Furniture and decorative arts can be displayed in a variety of ways, as I am sure you know. While much can be learned (I am sure) from walking along miles of grandfather clocks or wing back chairs, I prefer my furniture displays in some kind of context. You have stood (as I have) maybe even lingered at the rope barrier of period rooms in museums. But there are friendlier ways to go about displaying furniture. At the Jacquemart-Andre Museum, for example, some rooms give you a sense of how its owners lived while other rooms are devoted to displaying their art and objects collection. You do get a sense that people lived there.

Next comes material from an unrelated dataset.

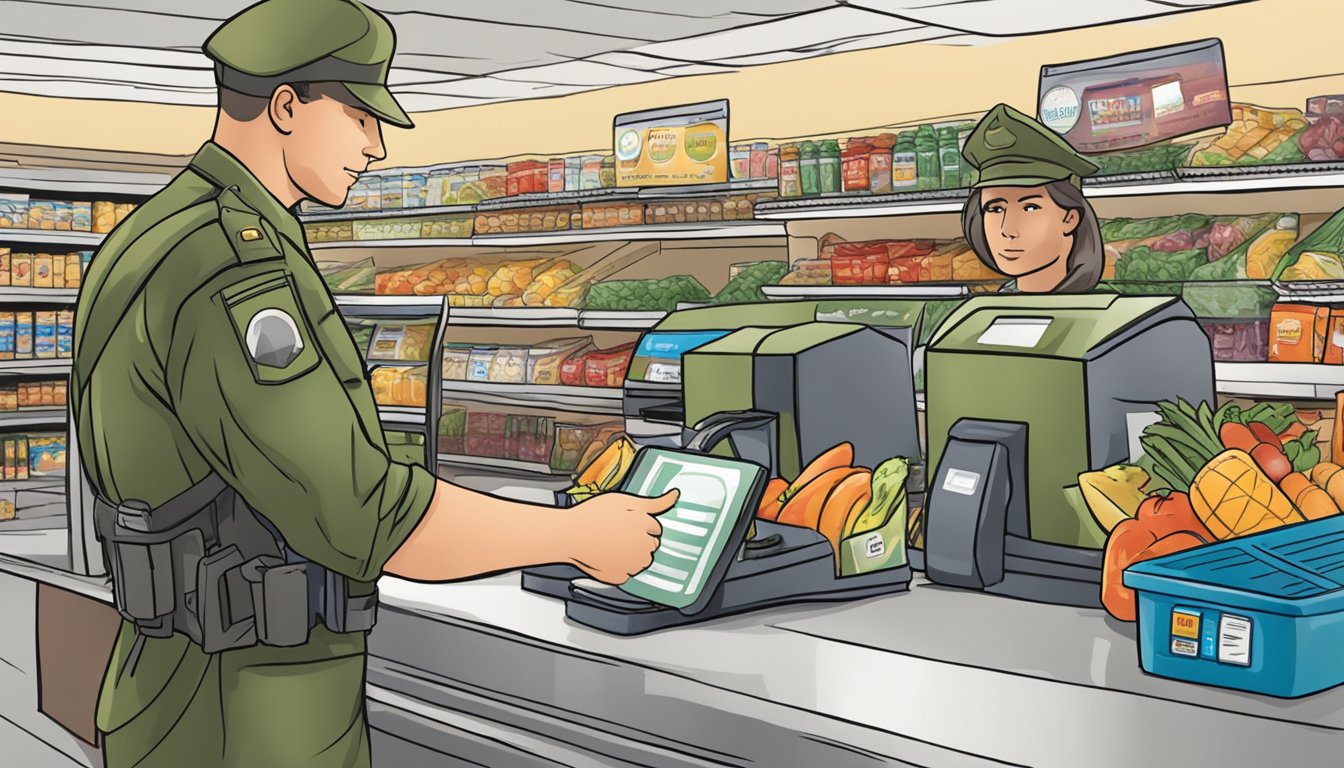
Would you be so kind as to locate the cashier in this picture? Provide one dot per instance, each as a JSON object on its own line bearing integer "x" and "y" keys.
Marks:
{"x": 1027, "y": 218}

The Musee Nissim de Camondo is different, it is a period house, each room on view is an exquisite work of art, a perfect combination of furniture, fabrics and accessories. (Figures 10 11 & 12). I often have the pleasure of traveling with my interior designer daughter whose knowledge of 18th century French and English furniture is broad and deep. For those of you who don’t normally travel with an 18th century furniture specialist, make the free audio guide your companion. You will learn a lot, retain a bit, (all the more reason to return) ! Enjoying this beautiful museum which is never crowded then taking a walk in the Parc Monceau will be just the thing once this sheltering-in-place stuff is over and we can visit museums again, even if we have to wear masks, have our temperatures taken before we are permitted entry, then stay away from each other once we are inside - small price to pay for art !

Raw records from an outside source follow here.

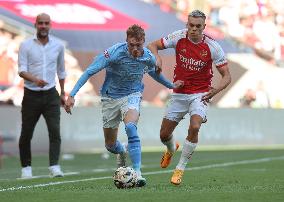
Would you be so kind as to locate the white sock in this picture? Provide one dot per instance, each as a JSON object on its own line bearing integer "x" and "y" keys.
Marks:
{"x": 171, "y": 146}
{"x": 187, "y": 151}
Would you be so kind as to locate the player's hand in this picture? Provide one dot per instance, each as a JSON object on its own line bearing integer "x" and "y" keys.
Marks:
{"x": 69, "y": 104}
{"x": 159, "y": 64}
{"x": 208, "y": 96}
{"x": 40, "y": 83}
{"x": 179, "y": 84}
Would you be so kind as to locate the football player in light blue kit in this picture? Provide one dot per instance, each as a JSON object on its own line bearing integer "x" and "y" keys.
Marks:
{"x": 121, "y": 93}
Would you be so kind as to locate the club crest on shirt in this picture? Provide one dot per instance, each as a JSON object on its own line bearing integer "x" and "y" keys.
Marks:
{"x": 203, "y": 53}
{"x": 106, "y": 54}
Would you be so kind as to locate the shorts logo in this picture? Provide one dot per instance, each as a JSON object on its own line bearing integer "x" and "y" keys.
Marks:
{"x": 106, "y": 54}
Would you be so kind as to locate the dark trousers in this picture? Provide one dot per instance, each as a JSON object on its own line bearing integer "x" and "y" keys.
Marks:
{"x": 35, "y": 104}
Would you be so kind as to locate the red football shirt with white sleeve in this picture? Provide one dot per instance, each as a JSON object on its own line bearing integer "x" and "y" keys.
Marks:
{"x": 194, "y": 61}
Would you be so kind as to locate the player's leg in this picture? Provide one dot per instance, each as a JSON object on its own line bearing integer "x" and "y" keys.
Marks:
{"x": 131, "y": 111}
{"x": 134, "y": 145}
{"x": 166, "y": 136}
{"x": 176, "y": 109}
{"x": 111, "y": 142}
{"x": 31, "y": 112}
{"x": 198, "y": 112}
{"x": 51, "y": 113}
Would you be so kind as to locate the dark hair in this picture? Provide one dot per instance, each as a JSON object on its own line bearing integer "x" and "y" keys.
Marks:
{"x": 136, "y": 31}
{"x": 197, "y": 14}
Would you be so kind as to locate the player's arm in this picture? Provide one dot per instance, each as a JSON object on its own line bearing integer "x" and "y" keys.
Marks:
{"x": 224, "y": 82}
{"x": 164, "y": 81}
{"x": 99, "y": 63}
{"x": 154, "y": 47}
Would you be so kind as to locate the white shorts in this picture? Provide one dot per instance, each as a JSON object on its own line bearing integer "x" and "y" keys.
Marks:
{"x": 181, "y": 104}
{"x": 114, "y": 110}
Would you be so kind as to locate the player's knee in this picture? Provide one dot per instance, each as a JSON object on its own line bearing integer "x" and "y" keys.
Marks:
{"x": 164, "y": 134}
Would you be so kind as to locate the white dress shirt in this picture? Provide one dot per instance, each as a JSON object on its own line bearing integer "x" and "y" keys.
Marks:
{"x": 42, "y": 61}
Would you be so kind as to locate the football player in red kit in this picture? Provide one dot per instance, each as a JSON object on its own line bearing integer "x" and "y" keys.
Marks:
{"x": 195, "y": 55}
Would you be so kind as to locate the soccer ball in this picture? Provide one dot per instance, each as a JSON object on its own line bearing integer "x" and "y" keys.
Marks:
{"x": 125, "y": 177}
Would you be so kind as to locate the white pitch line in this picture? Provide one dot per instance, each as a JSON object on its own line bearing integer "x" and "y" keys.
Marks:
{"x": 147, "y": 173}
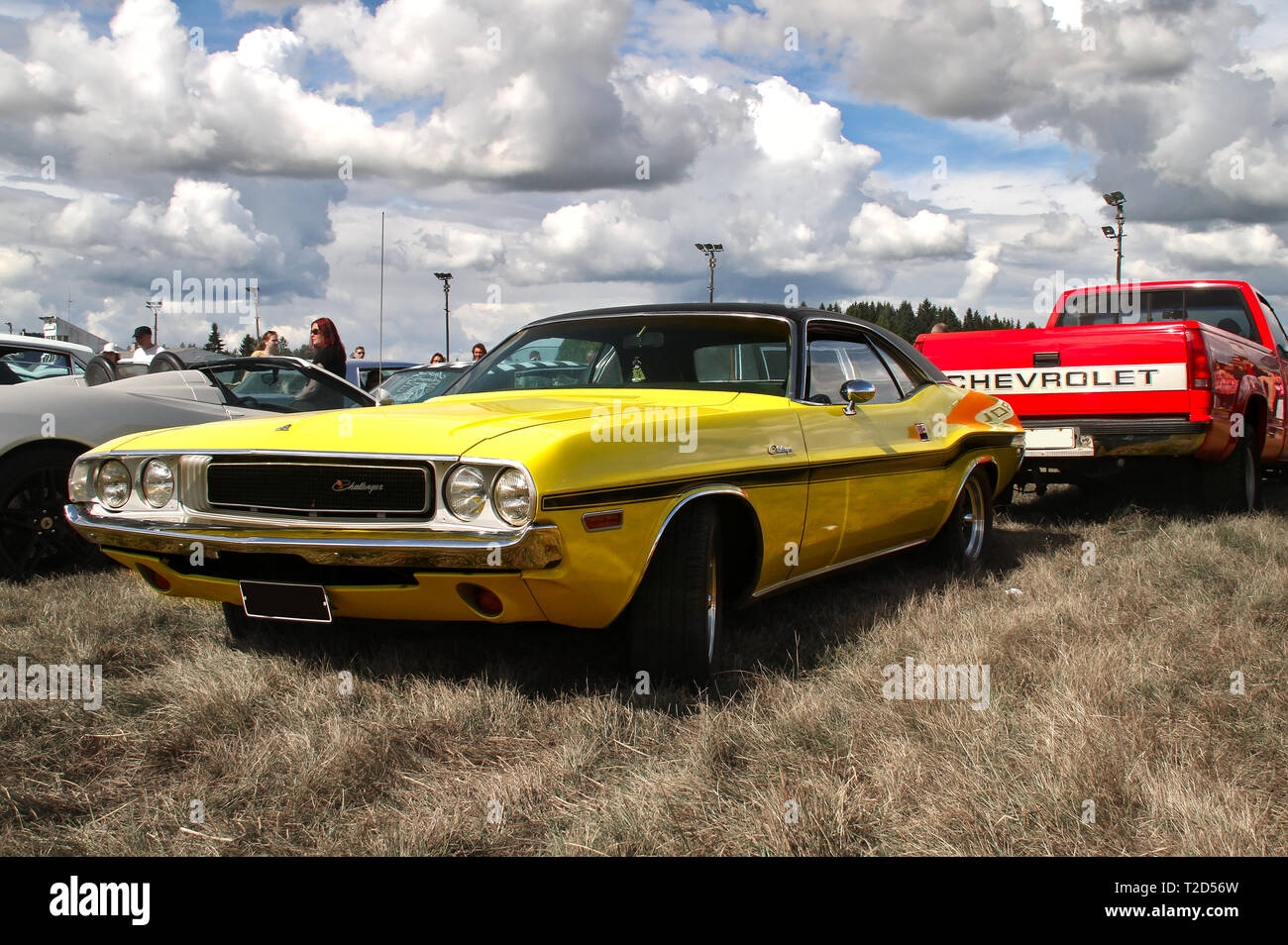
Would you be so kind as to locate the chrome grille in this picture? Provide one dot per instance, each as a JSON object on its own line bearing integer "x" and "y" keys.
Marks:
{"x": 323, "y": 488}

Figure 10. Musee Nissim de Camondo, Blue Salon

Figure 11. Musee Nissim de Camondo, Grand Salon

Figure 12. Musee de Camondo, Library

 




2 comments

Deedee Remenick April 21, 2020

Loved this article. This is on the top of my list the next chance I have to be in Paris. I have been to the other 2 museums mentioned in the article and love all of the small museums in Paris, but this one has escaped me. Thank you for this wonderful article. D. Remenick

Sharon April 22, 2020

Hi Beverly, When living in Paris, I made a point of dragging any guest willing to accompany me, to this house. It's such a beautiful and sad place. Moise, living here all alone, surrounded by his beautiful objects, deserted by his wife. In sum, it's tragic. I have wondered how well he was accepted by Paris society, also whether he traveled in the same circles as the Ephrussi's. To end the excursion on an upbeat note, I would always end by taking my guests to the park for a picnic lunch. Unlike the Luxembourg gardens, people are welcome to venture onto the lawns in Parc Monceau.